Class DistributedShufflerPipe<T>

  • Type Parameters:
    T - The item data type
    All Implemented Interfaces:
    Closeable, AutoCloseable, BasePipe

    public class DistributedShufflerPipe<T>
    extends AsyncPipe<T>
    An async pipe that takes input and shuffle it across multiple workers.

    TODO: Add logging.

    Author:
    Zacharya Haitin
    • Constructor Detail

      • DistributedShufflerPipe

        public DistributedShufflerPipe​(AsyncPipe<T> input,
                                       DistributedShufflerConfig<T> config)
        Another Constructor????? YES!
        Parameters:
        input - The input pipe supplying items which will be shuffled between the workers.
        config - The config object specifying the shuffler settings
    • Method Detail

      • start

        public void start()
                   throws PipeException,
                          InterruptedException
        Description copied from interface: BasePipe
        Performs pre-processing prior to item flow throw the pipe. Implementations must call the same method for all their input pipes before accessing their items. This is typically done here.
        Throws:
        PipeException - In case of pipe errors in this pipe or somewhere up-stream.
        InterruptedException - In case that the operation has been interrupted by another thread.
      • getProgress

        public float getProgress()
        Returns:
        The pipe flow progress, as a floating number between 0.0 and 1.0. Important implementation rules: 1) Calling this method before start() call is complete isn't allowed and has an undefined behavior. 2) Implementation should do best effort to provide an estimate of the progress this pipe has made (0.0 - 1.0) 3) When the pipe is fully consumed, getProgress() should return 1.0. 4) Results must be monotonous, i.e. results of consecutive calls may never be decreasing. 5) Thread safety: progress may be maintained by some thread/s but monitoring by other threads.
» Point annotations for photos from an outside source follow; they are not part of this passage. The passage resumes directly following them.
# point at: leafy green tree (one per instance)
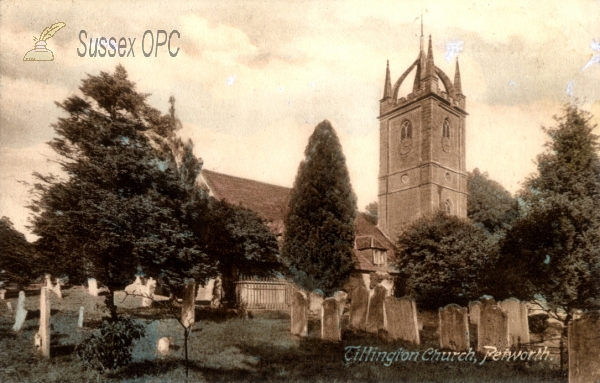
(319, 226)
(129, 201)
(489, 206)
(442, 259)
(242, 244)
(17, 256)
(553, 249)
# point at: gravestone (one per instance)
(315, 302)
(148, 292)
(21, 312)
(80, 320)
(299, 320)
(188, 309)
(135, 287)
(205, 293)
(330, 320)
(454, 328)
(163, 345)
(518, 323)
(341, 297)
(402, 319)
(43, 335)
(493, 327)
(474, 312)
(376, 317)
(359, 307)
(56, 289)
(48, 281)
(584, 348)
(93, 287)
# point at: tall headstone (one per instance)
(401, 319)
(493, 327)
(188, 308)
(56, 289)
(341, 297)
(454, 328)
(359, 307)
(376, 314)
(315, 302)
(21, 312)
(43, 335)
(148, 292)
(80, 320)
(330, 320)
(93, 287)
(518, 322)
(584, 349)
(299, 325)
(474, 312)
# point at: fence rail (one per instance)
(264, 294)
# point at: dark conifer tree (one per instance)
(319, 226)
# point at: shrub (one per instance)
(110, 347)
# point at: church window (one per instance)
(406, 130)
(446, 128)
(379, 257)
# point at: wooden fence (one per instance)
(267, 294)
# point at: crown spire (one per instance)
(457, 84)
(387, 92)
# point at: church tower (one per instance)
(421, 146)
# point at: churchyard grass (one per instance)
(225, 347)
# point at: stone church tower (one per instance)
(421, 146)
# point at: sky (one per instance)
(253, 78)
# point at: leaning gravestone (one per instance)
(402, 319)
(21, 312)
(359, 307)
(188, 308)
(454, 328)
(376, 313)
(341, 297)
(493, 327)
(518, 323)
(299, 325)
(43, 335)
(80, 319)
(330, 320)
(584, 348)
(93, 287)
(474, 312)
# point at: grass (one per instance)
(224, 347)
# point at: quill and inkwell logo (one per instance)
(41, 53)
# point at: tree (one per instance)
(17, 257)
(489, 206)
(319, 226)
(442, 259)
(242, 244)
(553, 249)
(129, 201)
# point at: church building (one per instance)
(421, 146)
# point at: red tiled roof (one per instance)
(270, 202)
(267, 200)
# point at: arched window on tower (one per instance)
(446, 128)
(448, 207)
(406, 130)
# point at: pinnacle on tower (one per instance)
(387, 92)
(430, 68)
(457, 85)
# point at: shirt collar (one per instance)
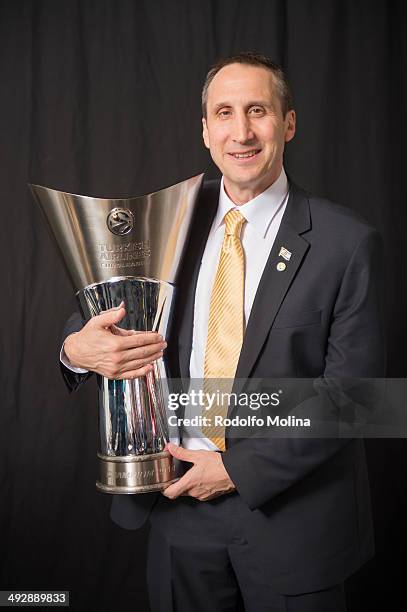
(260, 211)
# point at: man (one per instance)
(278, 284)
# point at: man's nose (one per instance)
(242, 130)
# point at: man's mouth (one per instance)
(245, 154)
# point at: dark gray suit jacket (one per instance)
(318, 319)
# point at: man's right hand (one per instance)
(113, 352)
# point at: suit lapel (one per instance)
(274, 284)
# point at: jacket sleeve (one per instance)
(262, 468)
(73, 380)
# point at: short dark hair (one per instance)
(252, 59)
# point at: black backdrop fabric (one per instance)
(103, 98)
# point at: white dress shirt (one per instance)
(263, 215)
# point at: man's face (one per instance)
(245, 129)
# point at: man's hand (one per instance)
(115, 353)
(205, 480)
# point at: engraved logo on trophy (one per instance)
(120, 221)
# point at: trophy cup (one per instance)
(130, 250)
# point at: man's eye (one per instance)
(256, 110)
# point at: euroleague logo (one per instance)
(120, 221)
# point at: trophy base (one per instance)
(137, 473)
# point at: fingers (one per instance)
(148, 352)
(139, 363)
(109, 317)
(140, 339)
(137, 373)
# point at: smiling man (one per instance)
(277, 284)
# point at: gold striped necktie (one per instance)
(226, 324)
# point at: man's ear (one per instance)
(205, 134)
(290, 123)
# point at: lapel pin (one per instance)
(285, 253)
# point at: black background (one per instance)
(103, 98)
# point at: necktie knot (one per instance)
(234, 221)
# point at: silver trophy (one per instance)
(130, 250)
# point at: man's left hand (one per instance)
(205, 480)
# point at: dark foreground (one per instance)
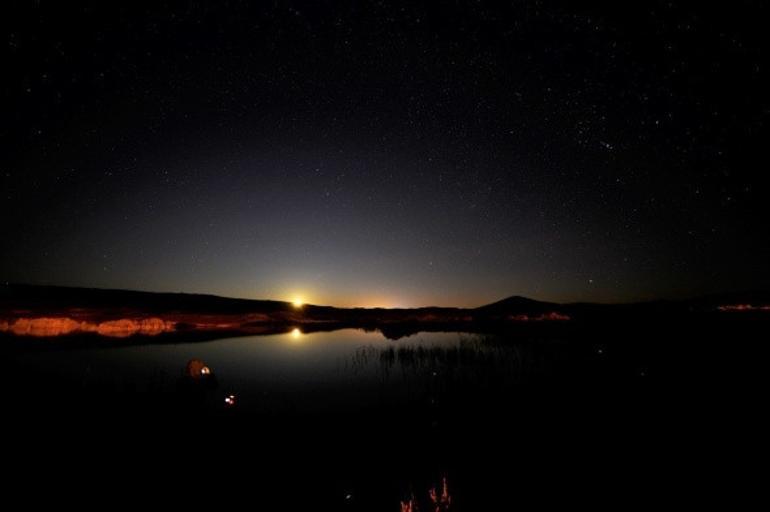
(612, 415)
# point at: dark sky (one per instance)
(387, 153)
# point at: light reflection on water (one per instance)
(295, 369)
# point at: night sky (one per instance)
(387, 153)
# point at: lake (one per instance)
(351, 420)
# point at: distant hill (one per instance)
(55, 310)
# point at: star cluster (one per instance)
(387, 153)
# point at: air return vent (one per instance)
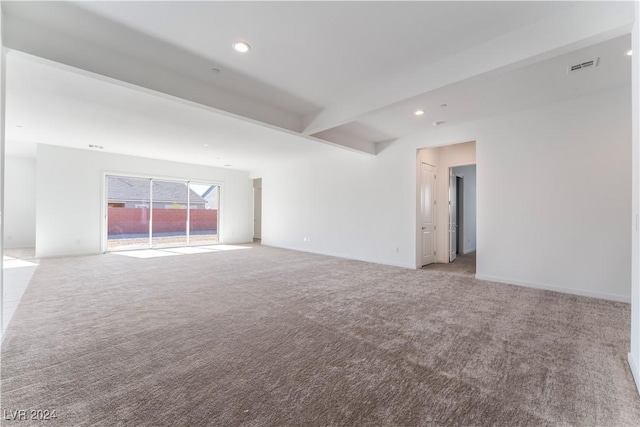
(592, 63)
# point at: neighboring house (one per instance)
(211, 197)
(134, 193)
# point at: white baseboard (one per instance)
(634, 371)
(600, 295)
(344, 256)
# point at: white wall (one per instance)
(20, 201)
(69, 204)
(469, 206)
(553, 203)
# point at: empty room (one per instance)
(328, 213)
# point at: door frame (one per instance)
(434, 192)
(451, 177)
(458, 166)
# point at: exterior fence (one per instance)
(136, 220)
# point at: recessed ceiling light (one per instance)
(241, 46)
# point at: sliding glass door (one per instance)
(128, 213)
(203, 215)
(145, 213)
(169, 216)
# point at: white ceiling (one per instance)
(52, 104)
(136, 76)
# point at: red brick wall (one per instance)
(136, 220)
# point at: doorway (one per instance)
(442, 248)
(462, 211)
(257, 209)
(427, 213)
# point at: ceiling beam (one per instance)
(579, 26)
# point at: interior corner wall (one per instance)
(553, 197)
(634, 351)
(553, 203)
(20, 200)
(70, 196)
(468, 173)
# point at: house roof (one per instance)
(137, 189)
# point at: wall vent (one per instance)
(592, 63)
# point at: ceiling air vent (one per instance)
(583, 65)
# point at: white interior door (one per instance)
(453, 216)
(427, 202)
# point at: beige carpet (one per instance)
(269, 337)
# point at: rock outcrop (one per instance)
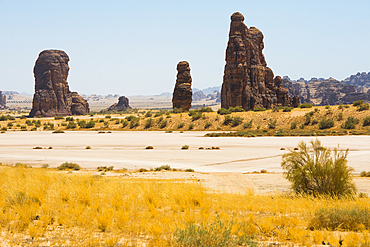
(248, 82)
(360, 80)
(2, 100)
(182, 94)
(122, 105)
(52, 96)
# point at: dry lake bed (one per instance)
(126, 149)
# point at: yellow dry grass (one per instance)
(260, 120)
(45, 207)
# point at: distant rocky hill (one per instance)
(360, 80)
(324, 92)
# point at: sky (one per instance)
(133, 47)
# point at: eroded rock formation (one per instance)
(182, 94)
(248, 82)
(52, 96)
(2, 100)
(122, 105)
Implementations must be thread safe.
      • getWorkerShardId

        public static int getWorkerShardId​(List<HostPort> workers,
                                           int workerIndex)
        Deprecated.
        Use DistributedShufflerConfig.getWorkerShardId(..) instead
        A utility method for determining the shard id a worker is responsible for. Each worker among the N workers exclusively "owns" a shard, whose id is in the range 0..N. This method is expected to be used only by pipelines which have full control over sharding (i.e. those which provide an explicit sharding function to the shuffler pipe). Such pipelines may need to know the exact shard the worker is working on, in order to for example fetch additional resources belonging to the same shard.
        Parameters:
        workers - The list of all workers. Order isn't important.
        workerIndex - The index of the worker in the given workers list. Must be between 0 and workers.size() - 1
        Returns:
        The shard id owned by the worker at position workerIndex in the workers list.